Wednesday, June 5, 2013

How to turn $5m into $100m in 18 months

Here's a view into the bizarre economics of mergers & acquisitions.

Suppose you're a startup with $5 million funding and a couple of dozen clever engineers.  You set your engineers loose on creating a killer 1.0 product, which takes them a year and a half or so.  Now a fast-growing Hot Public Company decides they really want a product like this, and they are doing a build vs. buy analysis.  What's it worth to them to avoid having to build the product themselves?


They do have to consider time to market, and maybe you've filed a patent or two, and perhaps your engineers are so clever that the Hot Public Company wouldn't do as good a job.  But let's leave all that aside for a moment and just focus on the cost side of build vs. buy.  Even if they know how to build what you've built, it can be cheaper from their point of view to pay you $100 million than to do the same R&D work you've already done.

The reason has to do with how the stock market values public companies.  There is a fundamental error in the way stock market investors price stocks, and it's one that entrepreneurs and venture capitalists can (and do) exploit.

It works like this.  Your R&D is undoubtedly more efficient than Hot's - your engineers work longer hours, for less cash compensation, and they have fewer meetings to attend.  So let's say the thing you built in 18 months for $5 million would take them 24 months and $10 million to duplicate.  Then on a pure cost basis, they should buy your company if they can get it for less than $10 million, and they should build themselves if acquiring costs more than $10 million.  Shouldn't they?

Often, no.  The way Hot will analyze it is this: taking on an additional project that costs $10m over two years means $5m/year of additional R&D expense.  That reduces operating profit by $5m/year and after-tax profit by (say) $4m/year, depending on how arcane Hot's offshore tax structures are.  If Hot is trading at a P/E ratio of 25 times earnings, then reducing after-tax profit by $4m/year will cause the stock to trade down and will knock off $100 million of Hot's market capitalization.

The public market systematically overvalues profit fluctuations -- buy-side analysts observe small changes in the first derivative (profit growth) or even second derivative (acceleration of profit growth) and extrapolate.  The market also systematically undervalues cash on the balance sheet (as well as one-time charges).  So in terms of market capitalization - which after all is what the company is meant to optimize - spending $100m of balance sheet cash to save a few $m of P&L impact can look attractive.

Another factor is often at play too - the hubris of Hot's product managers, who believe that everything in their current roadmap is going to generate huge return, so of course nothing could be canceled or deferred to make room to develop technology like yours within the current R&D budget.  (Or maybe hubris is the wrong word; it may be just the unpredictability of the market.  A product manager says, I don't know which of these features is the one that matters, but we can't afford to be wrong, so we have to do them all.)
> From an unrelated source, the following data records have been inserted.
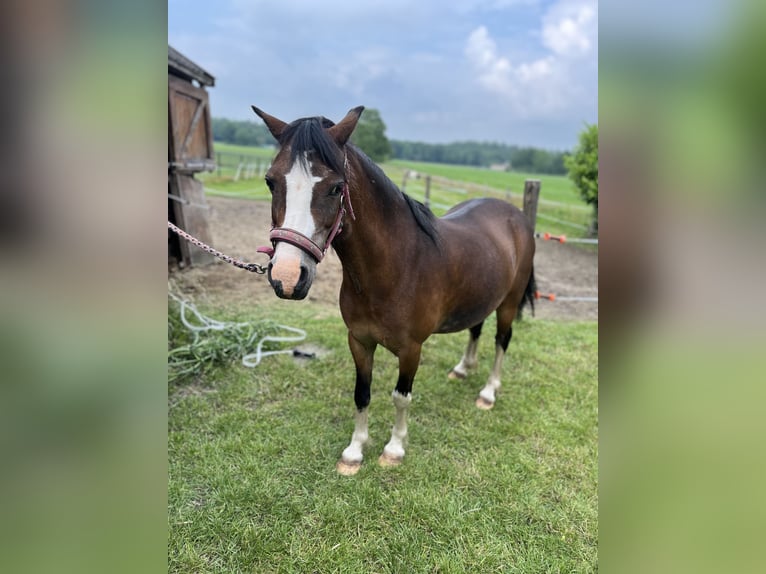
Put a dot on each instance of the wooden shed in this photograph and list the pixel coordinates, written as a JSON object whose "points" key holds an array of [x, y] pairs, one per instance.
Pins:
{"points": [[190, 150]]}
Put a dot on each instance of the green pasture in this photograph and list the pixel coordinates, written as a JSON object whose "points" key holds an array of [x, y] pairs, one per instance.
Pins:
{"points": [[450, 184], [252, 452]]}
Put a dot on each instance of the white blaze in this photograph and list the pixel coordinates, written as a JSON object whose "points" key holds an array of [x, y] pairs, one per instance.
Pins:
{"points": [[300, 188]]}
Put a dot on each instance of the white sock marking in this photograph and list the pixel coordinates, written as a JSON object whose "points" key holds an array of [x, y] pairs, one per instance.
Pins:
{"points": [[395, 447], [353, 452]]}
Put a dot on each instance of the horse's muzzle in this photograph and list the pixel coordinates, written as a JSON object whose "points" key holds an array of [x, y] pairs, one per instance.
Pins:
{"points": [[291, 281]]}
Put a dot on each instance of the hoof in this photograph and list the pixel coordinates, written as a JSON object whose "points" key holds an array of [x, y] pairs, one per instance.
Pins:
{"points": [[484, 404], [348, 468], [388, 460]]}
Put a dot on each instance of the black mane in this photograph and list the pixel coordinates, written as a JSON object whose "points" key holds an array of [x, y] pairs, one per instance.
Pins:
{"points": [[307, 136], [424, 217]]}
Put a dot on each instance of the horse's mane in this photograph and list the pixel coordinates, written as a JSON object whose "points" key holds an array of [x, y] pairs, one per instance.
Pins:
{"points": [[308, 135], [424, 217]]}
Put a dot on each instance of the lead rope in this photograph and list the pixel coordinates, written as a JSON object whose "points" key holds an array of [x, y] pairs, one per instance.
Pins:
{"points": [[254, 267]]}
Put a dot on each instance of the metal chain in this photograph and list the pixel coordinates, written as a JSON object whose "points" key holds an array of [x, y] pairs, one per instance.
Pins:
{"points": [[254, 267]]}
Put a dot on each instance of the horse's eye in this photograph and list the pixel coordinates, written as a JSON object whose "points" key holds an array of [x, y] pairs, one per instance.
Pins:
{"points": [[335, 190]]}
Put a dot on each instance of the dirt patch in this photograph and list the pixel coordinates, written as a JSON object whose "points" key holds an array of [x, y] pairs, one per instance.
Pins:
{"points": [[238, 227]]}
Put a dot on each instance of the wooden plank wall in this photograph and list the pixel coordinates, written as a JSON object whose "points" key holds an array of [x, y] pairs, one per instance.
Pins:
{"points": [[190, 141]]}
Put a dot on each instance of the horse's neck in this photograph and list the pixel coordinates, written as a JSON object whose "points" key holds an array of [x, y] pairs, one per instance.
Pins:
{"points": [[372, 241]]}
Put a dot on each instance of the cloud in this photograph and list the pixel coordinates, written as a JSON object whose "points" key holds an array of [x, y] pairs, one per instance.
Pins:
{"points": [[570, 27], [551, 84]]}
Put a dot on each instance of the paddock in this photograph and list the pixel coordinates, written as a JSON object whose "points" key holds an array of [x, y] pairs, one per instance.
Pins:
{"points": [[251, 451]]}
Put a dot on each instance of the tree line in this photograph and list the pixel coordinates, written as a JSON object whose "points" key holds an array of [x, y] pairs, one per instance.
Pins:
{"points": [[483, 154], [370, 136]]}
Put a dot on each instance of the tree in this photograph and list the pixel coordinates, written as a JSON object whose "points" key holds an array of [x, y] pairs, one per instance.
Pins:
{"points": [[370, 135], [583, 168]]}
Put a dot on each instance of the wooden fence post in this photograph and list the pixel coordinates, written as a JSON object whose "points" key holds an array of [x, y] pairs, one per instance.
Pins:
{"points": [[531, 195]]}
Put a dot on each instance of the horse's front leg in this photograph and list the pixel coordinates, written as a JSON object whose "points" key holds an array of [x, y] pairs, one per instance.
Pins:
{"points": [[351, 459], [409, 359]]}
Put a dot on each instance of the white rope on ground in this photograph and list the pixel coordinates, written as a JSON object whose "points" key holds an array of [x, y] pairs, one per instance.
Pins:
{"points": [[208, 324], [300, 335]]}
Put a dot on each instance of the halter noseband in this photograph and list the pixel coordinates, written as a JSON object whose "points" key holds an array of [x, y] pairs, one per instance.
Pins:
{"points": [[305, 243]]}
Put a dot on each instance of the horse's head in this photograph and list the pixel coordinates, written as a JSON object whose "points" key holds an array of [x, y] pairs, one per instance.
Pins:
{"points": [[308, 183]]}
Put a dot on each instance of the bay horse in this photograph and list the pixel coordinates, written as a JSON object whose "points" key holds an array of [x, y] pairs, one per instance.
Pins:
{"points": [[406, 273]]}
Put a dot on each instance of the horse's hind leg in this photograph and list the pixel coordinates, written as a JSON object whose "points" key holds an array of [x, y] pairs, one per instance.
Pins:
{"points": [[505, 315], [351, 459], [468, 362]]}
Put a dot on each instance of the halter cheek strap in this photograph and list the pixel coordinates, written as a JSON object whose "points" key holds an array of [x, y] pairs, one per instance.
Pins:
{"points": [[305, 243]]}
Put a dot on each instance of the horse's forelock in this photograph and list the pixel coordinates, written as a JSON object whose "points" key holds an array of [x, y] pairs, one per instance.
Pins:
{"points": [[308, 136]]}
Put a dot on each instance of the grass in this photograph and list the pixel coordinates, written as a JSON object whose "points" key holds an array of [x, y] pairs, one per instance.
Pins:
{"points": [[252, 484]]}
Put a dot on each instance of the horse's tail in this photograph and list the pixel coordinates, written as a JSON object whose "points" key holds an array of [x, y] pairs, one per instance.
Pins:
{"points": [[529, 294]]}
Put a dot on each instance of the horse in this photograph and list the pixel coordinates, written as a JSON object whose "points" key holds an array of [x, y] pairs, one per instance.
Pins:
{"points": [[406, 273]]}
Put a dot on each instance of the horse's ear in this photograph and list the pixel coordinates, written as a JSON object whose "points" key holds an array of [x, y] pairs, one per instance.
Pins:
{"points": [[341, 131], [276, 127]]}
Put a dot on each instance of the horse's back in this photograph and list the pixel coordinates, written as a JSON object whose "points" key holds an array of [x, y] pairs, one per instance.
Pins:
{"points": [[490, 218], [490, 246]]}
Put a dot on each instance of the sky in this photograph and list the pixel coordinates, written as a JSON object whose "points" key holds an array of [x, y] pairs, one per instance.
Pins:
{"points": [[521, 72]]}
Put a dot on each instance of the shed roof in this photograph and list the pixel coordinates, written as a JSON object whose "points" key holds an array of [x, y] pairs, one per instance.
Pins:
{"points": [[181, 66]]}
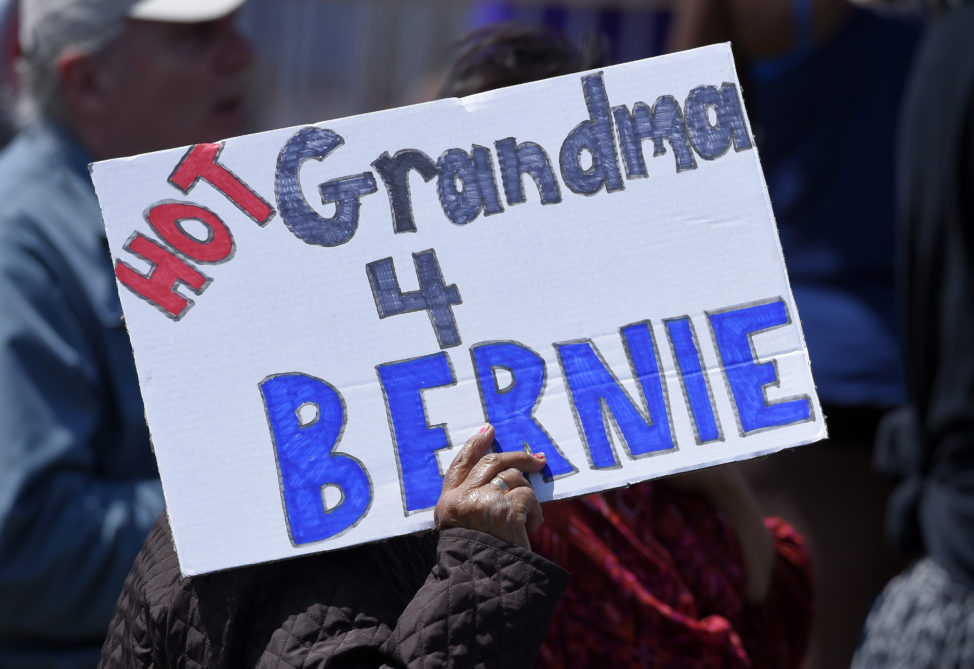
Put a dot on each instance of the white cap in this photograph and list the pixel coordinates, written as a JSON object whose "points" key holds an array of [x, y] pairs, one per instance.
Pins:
{"points": [[47, 26]]}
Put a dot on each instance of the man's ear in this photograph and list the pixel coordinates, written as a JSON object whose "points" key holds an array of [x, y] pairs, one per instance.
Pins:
{"points": [[86, 83]]}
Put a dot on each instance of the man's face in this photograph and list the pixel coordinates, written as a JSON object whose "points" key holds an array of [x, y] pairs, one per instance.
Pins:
{"points": [[175, 84]]}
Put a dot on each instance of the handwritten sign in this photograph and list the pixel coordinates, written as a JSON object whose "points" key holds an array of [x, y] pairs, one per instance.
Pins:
{"points": [[320, 315]]}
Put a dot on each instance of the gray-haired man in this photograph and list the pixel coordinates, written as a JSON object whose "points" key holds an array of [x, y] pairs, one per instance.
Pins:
{"points": [[78, 485]]}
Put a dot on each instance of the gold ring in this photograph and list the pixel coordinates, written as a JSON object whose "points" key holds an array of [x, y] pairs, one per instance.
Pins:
{"points": [[500, 483]]}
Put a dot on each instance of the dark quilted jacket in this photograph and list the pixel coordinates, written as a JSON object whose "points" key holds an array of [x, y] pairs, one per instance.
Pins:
{"points": [[459, 598]]}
There are a few catches, as you'd expect with any 20x return out there available to be arbitraged.  Some of these are:

  • You take the risk.  If your product doesn't work, it's $5m down the tubes and you get nothing.  (That cuts both ways though.  If the engineering is risky, then from Hot's point of view they might take the $100m market cap hit and still not succeed.  So that would push their perceived value up even higher than $100m in the event that you do get it to work.)
  • What you've built is probably not exactly what they want; whereas (in their mind at least) the build option would have been exactly on target.  So take some discount for that.
  • The value to Hot will be very sensitive to the P&L impact in the period after the acquisition.  This math works best when you are within striking distance of breakeven (which will be helped by Hot eliminating some of your SG&A expense, so your revenue may only have to cover R&D).
  • If you sell to a company with a lower P/E multiple, their build vs buy equation is affected accordingly.
  • This analysis only shows the "value price" to Hot, which is the price they should be willing to pay in the absence of competition.  If there is another startup with the same technology as yours, then the market clears at the "competitive price," meaning it's governed by whichever of the startups blinks first.

Still, even allowing for these factors, it's a pretty sweet deal from the seller's side.  If you've ever wondered how once in a while a young company with fairly modest sunk R&D can sell for an astronomical price, this balance-sheet vs. operating arbitrage is part of the answer.

Of course, it does eventually come home to roost, in two ways.  When Hot pays you $100m, they put a goodwill entry for most of that amount on their balance sheet.  The first true-up happens if the acquisition of your company doesn't go according to plan.  Then at some point in future Hot will take a one-time charge to reduce the goodwill amount.  But remember, the market undervalues one-time charges; so even when the deal doesn't work out, they may be able to escape unscathed.  The second true-up happens when Hot becomes Cold.  Then hindsight condemns all the acquisition overpayments and goodwill writedowns.  You will want to have sold your Hot stock before then, natch.

2 comments:

  1. Thanks, Spencer, for walking through that exercise in a clear way. Now I understand why I have so much more enjoyed working for pre-IPO companies - not just for the equity reward, but for the sanity of the decision making.